Experts: 4-Day Workweek Wouldn’t Benefit Everyone
The idea of a four-day workweek is gaining traction after Microsoft’s experiment with the concept proved to spark productivity significantly, but some say nearly half of the nation’s workforce would not benefit from the shorter work period.
Experts highlighted that low-wage workers, teachers, and nurses would miss out on the benefits a four-day workweek would provide. With 65 million U.S. workers making less than $15 an hour and 6 million teachers and nurses nationwide, they make up nearly half of the country’s workforce.
“Very often when we think about life conflict and over work we have a vision of white-collar workers in mind,” Daniel Schneider, a researcher at the Shift Project at the University of California at Berkeley, said. “It’s super important we bring in hourly workers into the conversation.”
Bank of America Raising Minimum Wage to $20
Bank of America is set to raise its minimum wage from $17 to $20 an hour a year earlier than expected.

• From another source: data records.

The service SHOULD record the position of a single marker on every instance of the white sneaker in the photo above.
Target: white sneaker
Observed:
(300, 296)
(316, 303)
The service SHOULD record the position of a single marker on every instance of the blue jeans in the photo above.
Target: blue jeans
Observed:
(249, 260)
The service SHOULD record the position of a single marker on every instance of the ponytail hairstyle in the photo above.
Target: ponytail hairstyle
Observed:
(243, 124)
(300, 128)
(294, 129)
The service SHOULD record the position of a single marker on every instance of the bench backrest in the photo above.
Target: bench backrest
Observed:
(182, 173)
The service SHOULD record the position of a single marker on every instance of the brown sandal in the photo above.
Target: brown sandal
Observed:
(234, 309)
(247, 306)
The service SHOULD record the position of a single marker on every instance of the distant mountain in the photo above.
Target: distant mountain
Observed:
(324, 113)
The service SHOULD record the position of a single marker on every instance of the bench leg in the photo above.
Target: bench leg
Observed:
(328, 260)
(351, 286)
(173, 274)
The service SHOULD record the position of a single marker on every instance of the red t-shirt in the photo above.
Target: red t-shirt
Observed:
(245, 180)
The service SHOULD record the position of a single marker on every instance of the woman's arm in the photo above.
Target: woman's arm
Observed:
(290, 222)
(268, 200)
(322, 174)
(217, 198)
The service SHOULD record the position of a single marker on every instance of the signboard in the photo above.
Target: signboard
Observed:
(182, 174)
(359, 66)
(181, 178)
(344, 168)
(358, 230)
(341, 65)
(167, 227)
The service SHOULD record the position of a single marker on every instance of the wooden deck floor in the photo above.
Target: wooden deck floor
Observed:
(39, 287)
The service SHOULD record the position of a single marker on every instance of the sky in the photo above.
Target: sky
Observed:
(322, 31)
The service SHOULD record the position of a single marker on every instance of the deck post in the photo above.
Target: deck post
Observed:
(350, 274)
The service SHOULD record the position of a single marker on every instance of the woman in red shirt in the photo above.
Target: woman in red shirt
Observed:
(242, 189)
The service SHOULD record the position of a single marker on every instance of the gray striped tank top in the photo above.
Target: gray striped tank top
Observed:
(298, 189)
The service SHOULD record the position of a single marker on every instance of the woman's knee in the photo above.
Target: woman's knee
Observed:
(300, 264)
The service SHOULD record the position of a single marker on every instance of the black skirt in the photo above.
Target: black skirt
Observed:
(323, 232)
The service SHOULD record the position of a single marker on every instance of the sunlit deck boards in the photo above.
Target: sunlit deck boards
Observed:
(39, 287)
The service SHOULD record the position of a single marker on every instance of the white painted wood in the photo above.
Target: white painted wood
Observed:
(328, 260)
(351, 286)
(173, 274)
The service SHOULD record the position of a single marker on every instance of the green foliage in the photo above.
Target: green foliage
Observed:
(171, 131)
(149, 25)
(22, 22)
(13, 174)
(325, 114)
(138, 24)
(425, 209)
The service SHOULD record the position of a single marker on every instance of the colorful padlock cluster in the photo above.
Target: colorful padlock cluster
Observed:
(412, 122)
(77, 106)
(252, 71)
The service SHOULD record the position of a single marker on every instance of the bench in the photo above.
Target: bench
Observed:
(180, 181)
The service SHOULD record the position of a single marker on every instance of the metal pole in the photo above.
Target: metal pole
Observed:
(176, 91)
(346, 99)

The bank announced the increase this spring and said the increase would take place in 2021, but said Monday that the change will now take place by the end of the first quarter in 2020.
CEO Brian Moynihan said the increase would mean that employees would make a minimum of $41,000 annually. A press release announcing the change said it is “part of the company’s commitment to delivering sustainable, responsible growth by being a great place to work.”
Feds Sue Walmart for Violating Reservist’s Employment Rights
A federal lawsuit was filed against Walmart that alleges the company’s refusal to hire a reservist due to her upcoming annual two-week training violated employment law.
The lawsuit stated that Lindsey Hunger, a petty officer 3rd class in the Navy Reserve, was rejected for a part-time seasonal position at Walmart after she told the personnel coordinator who contacted her about the job that she would need to take two weeks off for the training.
According to the lawsuit, the personnel coordinator told Hunger “that summer was a busy time at Walmart, the store needed someone who would be there, and Walmart could not support Hunger’s absence for two weeks.”
The Justice Department claims Walmart’s denial of initial employment to Hunger because of her military duties violated the Uniformed Services Employment and Reemployment Rights Act.
“Hunger’s military service and obligation to serve was a ‘motivating factor’ in Walmart’s decision not to hire her,” the lawsuit said.
The complaint is seeking damages in the form of lost wages and other benefits.